“Cut the set!” I heard Bruce yelling over his walkie-talkie. “Going straight to the encore.”
Technicians began to sprint. On stage, Johnny and Carter were doing a trade-off. The crowd was eating it up.
Gaze trained on Frank, I inched closer and he saw me. His eyes captured mine when Dante swiveled around to give everyone instructions. His face had no color and his hand shook when he flipped it over and opened his palm. Terror clenched my chest.
“We’ll do ‘Awake’ first, then ‘Fire and Blood.’” Dante’s voice roared against my eardrums. He turned to Frank, head dipping. “You sure you’re up for it, Frankie-boy?”
“Are you out of your mind?” Janet protested.
“Mom, it’s fine.”
“You can’t even stand!”
“I just need a minute.”
It was decided. They were skipping the rest of the set, all five songs, and going straight for the encore.
The backstage was chaos and dread. People swarmed around Frank with water and towels, and I was helpless to stand there, watching him struggling with whatever his body had been going through. His palm was still lying open on the stretcher next to his body.
Then it happened. Glancing over to me, he raised his hand and reached out. In front of everyone. The entire team, his parents, Dante, Taylor Rhinehart. It was a covert movement of despair and I clutched to him like a confused child to an adult in the middle of a busy mall during the Christmas season. Only, the roles were reversed right now. He was the child. He needed someone to tell him everything was okay.

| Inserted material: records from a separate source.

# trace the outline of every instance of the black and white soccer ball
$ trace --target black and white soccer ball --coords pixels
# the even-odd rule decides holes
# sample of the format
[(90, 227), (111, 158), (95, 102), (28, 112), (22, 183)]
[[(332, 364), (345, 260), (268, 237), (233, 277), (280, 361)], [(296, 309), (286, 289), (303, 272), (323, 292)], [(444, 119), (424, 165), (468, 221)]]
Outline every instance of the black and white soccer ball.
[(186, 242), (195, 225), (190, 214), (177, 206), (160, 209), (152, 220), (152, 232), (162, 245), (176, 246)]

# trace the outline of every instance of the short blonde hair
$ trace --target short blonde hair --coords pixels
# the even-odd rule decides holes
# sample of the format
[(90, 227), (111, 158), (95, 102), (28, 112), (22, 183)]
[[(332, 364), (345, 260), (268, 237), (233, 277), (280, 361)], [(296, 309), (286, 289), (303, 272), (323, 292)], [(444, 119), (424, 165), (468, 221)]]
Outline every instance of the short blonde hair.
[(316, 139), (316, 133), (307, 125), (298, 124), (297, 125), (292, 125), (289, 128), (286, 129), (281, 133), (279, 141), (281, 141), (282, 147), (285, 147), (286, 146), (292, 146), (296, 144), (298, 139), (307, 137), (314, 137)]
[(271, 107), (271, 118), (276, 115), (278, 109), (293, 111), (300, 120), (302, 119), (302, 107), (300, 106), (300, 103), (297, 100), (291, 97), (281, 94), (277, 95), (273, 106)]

A wavering smile lurked on his lips and I slid my small palm into his, large and familiar. Bruce and Dante were working out the set change logistics. Frank’s fingers squeezed my wrist. They were cold and sweaty and he was a wreck, but he was going through with this. He was going back out there because twenty thousand people had paid a lot of money to see the band. Twenty thousand people had been waiting for this moment for seven years and he wasn’t going to let them down.
Minutes passed. Johnny took over the microphone and made a small speech. The audience had no idea what was going on. To them, the bassist getting sentimental was part of the show.
“You good, Frankie-boy?” Dante dropped his face to Frank’s ear again.
“Yeah.”
“I’ll hold you if you need me to hold ya, brother. Right?” He braved a smile, but I knew it wasn’t a real one. It was a mask, an attempt to give everyone, and perhaps himself, a shot of false security. I could tell Dante was scared by the glint in his dark, pensive eyes.
He marched off to help Johnny. They kept the fans occupied for a little while longer. Frank sat up on the stretcher. Janet wiped the sweat off his face and chest.
“You don’t have to do this, sweetheart,” she mumbled.
“I’ll be fine, Mom.” He gave her a small smile and slid to the floor. His hand deserted mine.
Roman pushed everyone away to make room for Frank to stretch. He rolled his shoulders and breathed in and out. A small line above the bridge of his nose twisted with concentration.
“Okay, let’s fucking do this!” his voice rumbled over the noise. “Let’s give these people what they want.”
Corey and Brooklyn walked with him until the safety line and then he disappeared into the fog.
Panic rose at the back of my throat as I stared at the blurry shape of a lonely microphone erect in the middle. My heart hammered against my ribs. The spotlight dipped and Frank’s silhouette finally emerged from the shimmering thick clouds. A sigh of relief left my lungs. He raised his hand and waved at the crowd, mustering up a smile. Hungry for more music, all twenty thousand pairs of eyes zeroed in on him. A storm of deafening applause blasted through the arena.
Frank sang three songs, wrapping up the show with “Ambivalent” and walked off the stage before the final sequence of pyro was over.
Dante, Carter, and Johnny stayed behind. They tossed drumsticks and picks into the crowd. Security helped Dante into the pit and he gave high-fives to the entire front row. The man was brilliant. No one cared about Frankie at that moment.
My phone buzzed in my pocket. Then again and again. I wasn’t sure if all the messages that hadn’t been getting through decided to attack me all at once or if enough people had left for the reception to clear.
I didn’t look, though. I waited for Frank at the bottom of the stairs leading up to the stage. When he finally approached me, he reached for my hand and I gave it to him. His entourage and the paramedics swallowed us. A cacophony of voices trailed after the group as Roman led everyone through the bright hallway. In the dressing room, Frank’s physician checked his vitals again. The paramedics gave him more fluids.
I stepped aside and glanced at my phone.
Levi: Did they cut the set?
I didn’t know how to respond to that. It wasn’t my place to tell, but obviously, people were going to bitch about it tomorrow morning. No band would consciously ever choose to play for only an hour. Another text came.